UnifiedScorer -- Merged Scoring Pipeline
Source: byoc_agent/unified_scorer.py
Rules: byoc_agent/unified_rules.yaml (v1)
The UnifiedScorer merges health scoring and risk analysis into a single weighted pipeline. It replaces running cluster_risk_analyzer.py and health_scorer.py separately, providing one authoritative score per cluster.
Formula
Overall Score = metrics_score * 0.60 + alerts_score * 0.25 + tier_adjusted_score * 0.15
Component Breakdown
| Component | Weight | Description |
|---|---|---|
metrics_score | 60% | Weighted average of 15 metric dimensions (each scored 0-100) |
alerts_score | 25% | Score based on firing alert count in 7 days |
tier_adjusted_score | 15% | Amplifies issues for important customers |
Alert Scoring Bands
| Max Alerts (7d) | Score |
|---|---|
| 0 | 100 |
| 3 | 80 |
| 10 | 50 |
| 20 | 20 |
| 20+ | 0 |
Tier Multipliers
Tier multipliers amplify the penalty for important customers. A multiplier of 1.3 means a Tier A customer with a base gap of 20 points gets a 26-point gap instead.
| Tier | Multiplier |
|---|---|
| S | 1.5 |
| A | 1.3 |
| B | 1.0 (default) |
The tier-adjusted score formula:
base = (metrics * 0.60 + alerts * 0.25) / 0.85
tier_adjusted = max(0, 100 - (100 - base) * multiplier)
Classification
| Classification | Min Score |
|---|---|
| Healthy | 80 |
| Warning | 50 |
| Critical | 0 (below 50) |
Pipeline Steps
- Fetch metrics -- Gauge metrics, counter metrics (MAX-MIN delta), data size 7d ago, cluster enrichment data.

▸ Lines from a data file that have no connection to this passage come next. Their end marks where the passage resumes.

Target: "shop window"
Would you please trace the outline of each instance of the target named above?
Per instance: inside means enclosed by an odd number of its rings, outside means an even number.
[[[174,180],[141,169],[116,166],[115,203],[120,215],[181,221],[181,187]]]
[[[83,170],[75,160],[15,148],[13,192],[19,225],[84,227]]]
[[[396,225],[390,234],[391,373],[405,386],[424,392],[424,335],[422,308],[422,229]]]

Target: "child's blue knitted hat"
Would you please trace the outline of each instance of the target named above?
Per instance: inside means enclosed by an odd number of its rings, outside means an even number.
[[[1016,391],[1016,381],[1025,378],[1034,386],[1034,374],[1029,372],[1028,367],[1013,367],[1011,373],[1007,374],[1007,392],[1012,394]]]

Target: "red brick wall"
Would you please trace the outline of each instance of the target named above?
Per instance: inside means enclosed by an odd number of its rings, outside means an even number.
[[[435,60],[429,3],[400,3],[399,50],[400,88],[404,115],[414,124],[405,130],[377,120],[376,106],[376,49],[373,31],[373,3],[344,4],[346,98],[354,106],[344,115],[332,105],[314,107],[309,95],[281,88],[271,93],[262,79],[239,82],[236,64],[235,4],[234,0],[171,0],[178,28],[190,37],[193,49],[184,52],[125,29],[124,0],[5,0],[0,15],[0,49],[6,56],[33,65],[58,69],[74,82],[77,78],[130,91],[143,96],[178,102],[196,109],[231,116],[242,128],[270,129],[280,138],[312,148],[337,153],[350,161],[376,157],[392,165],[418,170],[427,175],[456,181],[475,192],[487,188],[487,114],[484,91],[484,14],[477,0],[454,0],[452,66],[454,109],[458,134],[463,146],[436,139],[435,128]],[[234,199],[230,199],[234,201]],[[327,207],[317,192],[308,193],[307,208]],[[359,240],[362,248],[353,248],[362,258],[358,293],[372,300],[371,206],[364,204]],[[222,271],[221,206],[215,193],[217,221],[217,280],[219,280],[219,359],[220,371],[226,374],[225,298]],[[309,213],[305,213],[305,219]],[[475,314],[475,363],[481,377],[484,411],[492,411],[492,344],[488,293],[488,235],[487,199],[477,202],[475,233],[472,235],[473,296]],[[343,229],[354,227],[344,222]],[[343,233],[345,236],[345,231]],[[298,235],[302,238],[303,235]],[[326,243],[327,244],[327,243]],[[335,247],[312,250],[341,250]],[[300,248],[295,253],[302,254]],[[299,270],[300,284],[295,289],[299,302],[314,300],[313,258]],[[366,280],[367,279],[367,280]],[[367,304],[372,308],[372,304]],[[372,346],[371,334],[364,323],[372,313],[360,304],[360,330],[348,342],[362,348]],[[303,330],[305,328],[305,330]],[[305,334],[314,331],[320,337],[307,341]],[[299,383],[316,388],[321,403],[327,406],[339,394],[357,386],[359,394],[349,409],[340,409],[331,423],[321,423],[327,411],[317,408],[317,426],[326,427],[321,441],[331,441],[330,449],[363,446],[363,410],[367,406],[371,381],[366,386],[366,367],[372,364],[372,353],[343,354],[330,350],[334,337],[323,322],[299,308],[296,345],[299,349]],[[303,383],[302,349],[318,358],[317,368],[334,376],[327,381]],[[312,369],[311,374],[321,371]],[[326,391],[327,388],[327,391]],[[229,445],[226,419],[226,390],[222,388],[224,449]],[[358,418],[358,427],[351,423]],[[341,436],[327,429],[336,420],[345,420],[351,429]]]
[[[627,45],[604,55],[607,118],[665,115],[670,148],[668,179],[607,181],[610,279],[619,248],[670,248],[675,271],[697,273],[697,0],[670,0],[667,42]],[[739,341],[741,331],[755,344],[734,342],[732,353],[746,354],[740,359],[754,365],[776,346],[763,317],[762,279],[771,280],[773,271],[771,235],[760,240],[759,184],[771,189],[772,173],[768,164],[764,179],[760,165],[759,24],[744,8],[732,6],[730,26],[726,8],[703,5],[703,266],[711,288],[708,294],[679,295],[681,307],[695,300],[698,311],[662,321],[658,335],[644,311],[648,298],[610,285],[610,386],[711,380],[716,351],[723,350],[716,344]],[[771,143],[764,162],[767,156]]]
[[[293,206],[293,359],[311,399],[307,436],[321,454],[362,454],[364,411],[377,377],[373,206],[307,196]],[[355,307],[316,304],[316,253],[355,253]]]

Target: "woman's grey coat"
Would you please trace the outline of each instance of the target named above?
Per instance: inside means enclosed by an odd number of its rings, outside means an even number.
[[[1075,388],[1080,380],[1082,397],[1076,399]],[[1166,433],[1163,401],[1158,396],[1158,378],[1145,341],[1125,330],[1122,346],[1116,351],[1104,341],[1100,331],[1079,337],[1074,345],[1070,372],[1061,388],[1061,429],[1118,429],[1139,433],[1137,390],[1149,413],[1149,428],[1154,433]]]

- Fetch alerts -- Firing alert counts per cluster from
lark_alerts(7-day window). - Fetch customer tiers -- Tier mapping from
dim_customer_profile. - Score each cluster -- 15 metric dimensions scored via linear interpolation, then weighted.
- Classify -- Apply classification bands.
- Identify AI investigation candidates -- Bottom 20 clusters or score < 30, whichever is fewer.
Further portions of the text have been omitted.